Нет, почему же неточно… Пусть посмотрит в зеркало или попробует надеть на себя какое-нибудь платье прежних времен.

Вирве спрыгнула с дивана и пришла в такое расстройство, что тут же, в моем присутствии, начала примерять какое-то летнее платье, «Господи Иисусе!

– вскричала она. – Меня же разнесло, будто булочницу, ни на один крючок, ни на одну пуговицу не застегнуться. Святое небо, что это значит?! Я так боялась потолстеть! Посоветуй, дорогой мой, что мне теперь делать?»

«Гм… Надо больше двигаться».

«Да, это правда. Двигаться надо больше. Отчего ты раньше не сказал мне этого, теперь, чего доброго, уже слишком поздно! Теперь я, чего доброго, такой и останусь, а то и еще сильнее растолстею. Вот горе! Скажи что-нибудь, Арно! Посоветуй!»

«Я уже сказал. Посоветовал».

«Да, верно. Ни единой крошки я сегодня не съем, буду только ходить, ходить».

Это – другая крайность, пусть лучше воздержится от крайностей! Давно ли у нас был разговор о золотой середине.

«Да, правильно, правильно!» – Вирве поискала в шкафу платье попросторнее, и я увидел, что руки ее дрожат, она нервничала. – «Что ты думаешь о вегетарианском питании?» – Она беспомощно на меня взглянула.

Не пробовал, не знаю, что думать. Да ведь и положение пока что не так трагично, надо только начать нормальный образ жизни. Пусть двигается, займется спортом, тогда она станет такой же стройной, как прежде.

«Да, да, возможно, это и так, но как же я стану двигаться, как займусь спортом, если на меня уже ни одно платье не налезает. Не могу же я, в самом деле, двигаться и заниматься спортом голышом!» И она добавила уже плачущим голосом, что наблюдалось впервые за все время нашего супружества: «Помоги! Посоветуй!»
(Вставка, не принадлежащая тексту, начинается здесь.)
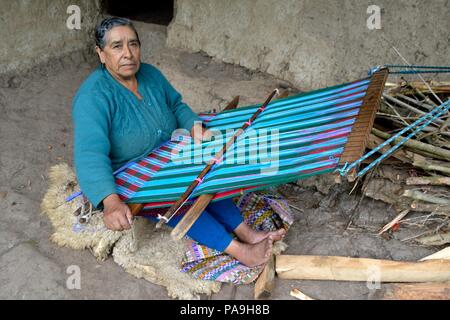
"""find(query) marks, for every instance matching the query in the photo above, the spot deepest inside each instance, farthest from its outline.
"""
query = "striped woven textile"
(293, 138)
(259, 210)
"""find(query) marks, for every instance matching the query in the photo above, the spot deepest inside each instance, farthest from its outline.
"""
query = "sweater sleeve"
(91, 119)
(184, 115)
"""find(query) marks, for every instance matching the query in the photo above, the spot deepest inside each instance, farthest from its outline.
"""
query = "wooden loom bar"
(217, 157)
(358, 138)
(201, 203)
(136, 208)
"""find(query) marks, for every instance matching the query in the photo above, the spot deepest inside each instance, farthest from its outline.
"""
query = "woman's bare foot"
(246, 234)
(251, 255)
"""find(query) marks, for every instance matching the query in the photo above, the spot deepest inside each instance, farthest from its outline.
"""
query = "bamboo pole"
(360, 269)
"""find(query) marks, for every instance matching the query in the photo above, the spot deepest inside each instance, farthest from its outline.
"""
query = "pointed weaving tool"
(136, 208)
(205, 199)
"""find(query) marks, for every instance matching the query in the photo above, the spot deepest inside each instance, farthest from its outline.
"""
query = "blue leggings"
(214, 225)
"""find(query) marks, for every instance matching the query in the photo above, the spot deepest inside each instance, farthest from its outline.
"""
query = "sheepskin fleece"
(150, 254)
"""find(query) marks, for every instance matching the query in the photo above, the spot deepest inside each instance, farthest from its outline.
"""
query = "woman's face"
(122, 52)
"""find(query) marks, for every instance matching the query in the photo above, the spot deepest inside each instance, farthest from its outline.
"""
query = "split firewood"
(402, 155)
(424, 181)
(266, 281)
(300, 295)
(435, 240)
(408, 107)
(443, 254)
(393, 222)
(417, 195)
(442, 167)
(360, 269)
(415, 145)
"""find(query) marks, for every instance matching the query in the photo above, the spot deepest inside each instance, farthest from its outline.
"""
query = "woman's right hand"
(116, 214)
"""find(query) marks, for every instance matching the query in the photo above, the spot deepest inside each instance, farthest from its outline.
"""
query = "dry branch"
(415, 145)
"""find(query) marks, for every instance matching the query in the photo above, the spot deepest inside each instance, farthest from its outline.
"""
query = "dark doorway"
(151, 11)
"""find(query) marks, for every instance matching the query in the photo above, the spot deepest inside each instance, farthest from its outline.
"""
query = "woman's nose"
(127, 52)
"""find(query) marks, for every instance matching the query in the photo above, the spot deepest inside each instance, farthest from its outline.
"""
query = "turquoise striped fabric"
(293, 138)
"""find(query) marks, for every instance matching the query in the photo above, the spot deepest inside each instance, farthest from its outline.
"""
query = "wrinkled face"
(122, 52)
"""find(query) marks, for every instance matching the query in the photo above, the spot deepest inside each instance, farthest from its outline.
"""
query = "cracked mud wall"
(312, 43)
(34, 32)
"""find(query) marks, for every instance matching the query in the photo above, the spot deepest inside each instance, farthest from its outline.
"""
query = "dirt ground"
(36, 133)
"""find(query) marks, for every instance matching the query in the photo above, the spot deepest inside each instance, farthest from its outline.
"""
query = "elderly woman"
(123, 111)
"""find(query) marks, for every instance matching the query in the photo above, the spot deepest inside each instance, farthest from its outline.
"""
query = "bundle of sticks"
(425, 186)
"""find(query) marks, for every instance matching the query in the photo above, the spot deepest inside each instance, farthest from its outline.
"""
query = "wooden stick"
(416, 291)
(426, 165)
(417, 195)
(425, 181)
(217, 157)
(360, 269)
(300, 295)
(414, 144)
(393, 222)
(435, 240)
(191, 216)
(233, 104)
(266, 281)
(428, 207)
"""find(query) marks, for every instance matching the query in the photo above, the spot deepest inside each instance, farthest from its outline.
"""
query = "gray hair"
(106, 25)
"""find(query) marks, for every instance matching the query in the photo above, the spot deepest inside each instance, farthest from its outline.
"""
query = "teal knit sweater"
(113, 127)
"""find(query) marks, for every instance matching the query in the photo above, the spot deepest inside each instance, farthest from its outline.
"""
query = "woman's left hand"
(199, 133)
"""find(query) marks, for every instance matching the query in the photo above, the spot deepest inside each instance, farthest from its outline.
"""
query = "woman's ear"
(101, 54)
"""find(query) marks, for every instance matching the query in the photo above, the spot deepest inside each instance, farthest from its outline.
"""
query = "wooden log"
(414, 144)
(443, 254)
(266, 281)
(425, 181)
(417, 195)
(191, 216)
(416, 291)
(360, 269)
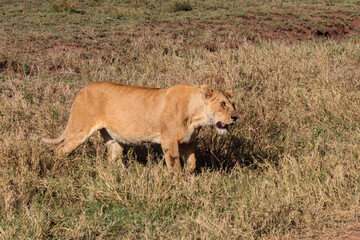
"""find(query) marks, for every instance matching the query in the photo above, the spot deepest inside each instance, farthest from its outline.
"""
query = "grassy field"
(289, 169)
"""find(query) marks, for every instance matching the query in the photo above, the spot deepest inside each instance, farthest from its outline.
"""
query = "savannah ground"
(289, 169)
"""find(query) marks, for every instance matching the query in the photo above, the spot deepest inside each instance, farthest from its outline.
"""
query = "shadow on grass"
(213, 152)
(225, 152)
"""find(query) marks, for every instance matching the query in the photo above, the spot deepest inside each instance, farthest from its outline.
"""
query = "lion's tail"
(56, 140)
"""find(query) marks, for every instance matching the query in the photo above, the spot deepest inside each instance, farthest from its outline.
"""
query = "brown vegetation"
(290, 168)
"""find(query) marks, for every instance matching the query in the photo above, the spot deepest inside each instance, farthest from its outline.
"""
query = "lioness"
(133, 115)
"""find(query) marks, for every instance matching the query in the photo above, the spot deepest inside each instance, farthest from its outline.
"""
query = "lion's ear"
(229, 92)
(206, 91)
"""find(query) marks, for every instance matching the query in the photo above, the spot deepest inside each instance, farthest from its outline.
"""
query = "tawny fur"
(133, 115)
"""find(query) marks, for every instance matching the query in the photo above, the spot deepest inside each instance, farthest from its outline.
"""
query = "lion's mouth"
(221, 125)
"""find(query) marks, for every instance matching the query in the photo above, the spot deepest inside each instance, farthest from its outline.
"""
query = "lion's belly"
(135, 138)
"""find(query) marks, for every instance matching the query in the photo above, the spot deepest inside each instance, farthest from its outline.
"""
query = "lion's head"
(220, 108)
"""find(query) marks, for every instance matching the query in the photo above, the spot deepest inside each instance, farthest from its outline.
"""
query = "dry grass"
(289, 169)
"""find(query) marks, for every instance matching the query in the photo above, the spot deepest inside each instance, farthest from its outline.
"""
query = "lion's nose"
(234, 117)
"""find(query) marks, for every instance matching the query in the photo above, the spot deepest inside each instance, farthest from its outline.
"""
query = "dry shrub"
(63, 5)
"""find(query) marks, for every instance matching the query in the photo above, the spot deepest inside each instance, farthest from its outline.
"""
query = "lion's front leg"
(172, 157)
(188, 151)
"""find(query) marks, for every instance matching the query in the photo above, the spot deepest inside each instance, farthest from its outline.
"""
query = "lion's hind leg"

Ну как же помочь существу женского пола, которое выросло из своих платьев? Я лишь наслаждался видом ее обнаженных плеч и рук, я был очарован их соблазнительной игрой. Именно такая, беспомощная и испуганная, Вирве особенно пьянила меня, зажигала мою кровь. Сердце мое пронзил восторг, и – не только сердце. «Ах! – Вирве недовольно отстранилась от моих объятий. – Не нашел более подходящего времени, чтобы…»

«Я никогда еще не видел тебя такой красивой», – произнес я, запинаясь.

«Разве там, за границей, было мало обнаженных женщин?»

«Возможно, их там и было много, но я ни одной не видел. Я не искал их».

«Откуда мне знать это?»

«Ну, а если я скажу, что все было именно так?.. «

«Сказать можно много чего. Но я не хочу с тобой препираться, лучше сделай для меня что-нибудь полезное».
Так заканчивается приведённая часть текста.